Charlie Watts, greatest often known as the prolific drummer for the rock band the Rolling Stones for greater than half a century, has died. He was 80.
A consultant for Watts instructed Fox Information Tuesday that the musician “handed away peacefully in a London hospital earlier at present surrounded by his household.”
No explanation for demise was given but.
The publicist mentioned: “Charlie was a cherished husband, father and grandfather and likewise as a member of The Rolling Stones one of many biggest drummers of his era.”
Issues about Watts’ well being got here up earlier this yr when he introduced that, regardless of being the band’s resident drummer since 1963, he can be sitting out the band’s 2021 U.S. “No Filter” tour so as to get better from an undisclosed medical process.
“Charlie has had a process which was fully profitable, however his docs this week concluded that he now wants correct relaxation and recuperation,” Variety reported the spokesperson mentioned on the time. “With rehearsals beginning in a few weeks it’s very disappointing to say the least, but it surely’s additionally truthful to say nobody noticed this coming.”

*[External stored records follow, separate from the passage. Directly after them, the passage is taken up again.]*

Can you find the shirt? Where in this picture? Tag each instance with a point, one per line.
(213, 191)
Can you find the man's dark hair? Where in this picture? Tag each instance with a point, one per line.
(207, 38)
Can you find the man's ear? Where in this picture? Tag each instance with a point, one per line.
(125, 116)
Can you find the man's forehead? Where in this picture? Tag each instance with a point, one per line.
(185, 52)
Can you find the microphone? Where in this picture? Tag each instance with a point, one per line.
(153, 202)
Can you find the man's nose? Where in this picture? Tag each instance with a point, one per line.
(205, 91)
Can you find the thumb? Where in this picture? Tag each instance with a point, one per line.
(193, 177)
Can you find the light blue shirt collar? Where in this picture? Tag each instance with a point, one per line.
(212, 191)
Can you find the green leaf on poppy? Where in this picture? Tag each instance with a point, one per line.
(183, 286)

The quiet, elegantly dressed Watts was usually ranked with Keith Moon, Ginger Baker and a handful of others as a premier rock drummer, revered worldwide for his muscular, swinging fashion because the band rose from its scruffy beginnings to worldwide superstardom. He joined the Stones early in 1963 and remained over the subsequent 60 years, ranked simply behind Mick Jagger and Keith Richards because the group’s most lasting and most important member.

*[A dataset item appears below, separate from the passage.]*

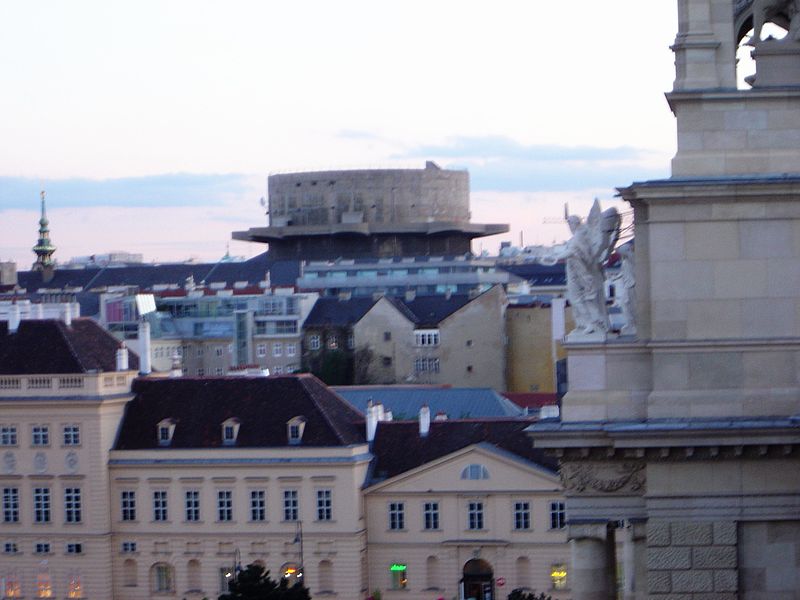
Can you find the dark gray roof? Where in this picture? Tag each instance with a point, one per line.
(405, 400)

The Stones started, Watts mentioned, “as white blokes from England taking part in Black American music” however rapidly advanced their very own distinctive sound. Watts was a jazz drummer in his early years and by no means misplaced his affinity for the music he first liked, heading his personal jazz band and taking up quite a few different facet tasks.

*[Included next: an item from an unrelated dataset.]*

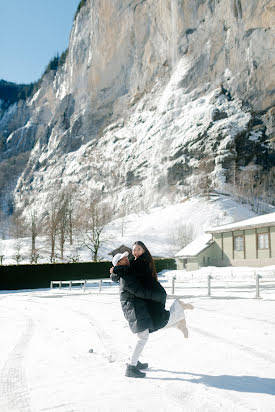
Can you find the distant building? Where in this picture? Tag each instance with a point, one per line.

A traditional Stones tune like “Brown Sugar” and “Begin Me Up” usually started with a tough guitar riff from Richards, with Watts following intently behind, and Wyman, because the bassist preferred to say, “fattening the sound.” Watts’ velocity, energy and time preserving had been by no means higher showcased than through the live performance documentary, “Shine a Mild,” when director Martin Scorsese filmed “Jumpin’ Jack Flash” from the place he drummed towards the again of the stage.
The Related Press contributed to this report.